Mary Shelley and the Monstrosity of War: Frankenstein and the Post-Waterloo Politics of Life Neil Ramsey
Eighteenth-Century Life, Volume 44, Number 3, September 2020. pp. 96-118
Abstract
Although Frankenstein has long been read in relation to revolutionary politics, there has been little specific discussion of the themes of suffering and the trauma of war in the novel, concerns that were central to much of Mary Shelley's writing. Taking inspiration from Ahmed Saadawi's acclaimed Frankenstein in Baghdad (2014), which explicitly rewrites Shelley's novel as a war story, this article draws on recent rereadings of Romanticism that focus on the atmospherics and trauma of war, to examine how Frankenstein can be considered a postwar novel.
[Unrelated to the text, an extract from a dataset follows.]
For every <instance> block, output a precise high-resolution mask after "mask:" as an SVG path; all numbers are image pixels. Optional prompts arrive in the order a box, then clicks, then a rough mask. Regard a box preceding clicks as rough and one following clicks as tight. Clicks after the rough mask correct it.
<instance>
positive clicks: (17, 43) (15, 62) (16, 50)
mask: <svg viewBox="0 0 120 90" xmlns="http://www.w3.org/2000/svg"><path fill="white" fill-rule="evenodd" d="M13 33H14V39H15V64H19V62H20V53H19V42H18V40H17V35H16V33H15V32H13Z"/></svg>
In particular, it follows Carl Freedman's discussion of Shelley's novel as proto-science fiction that emerges in the same postwar historical matrix that informed historical novels such as Sir Walter Scott's Waverley (1814). However, where the historical novel, in Georg Lukács's reading, describes the wartime poetic awakening of the people in terms of the march of progress and development of the "inner life" of the nation, Frankenstein offers a different vision of awakening life by turning the novel, as Sara Guyer claims, toward biopolitical concerns with the organization of life and death. In Frankenstein, the wartime awakening of the people is entangled with estrangement, monstrosity. and suffering. The novel appeared in a postwar world of ruins, dismembered bodies, and revenants that formed around a newly heightened awareness of the living forces and traumas that compose war.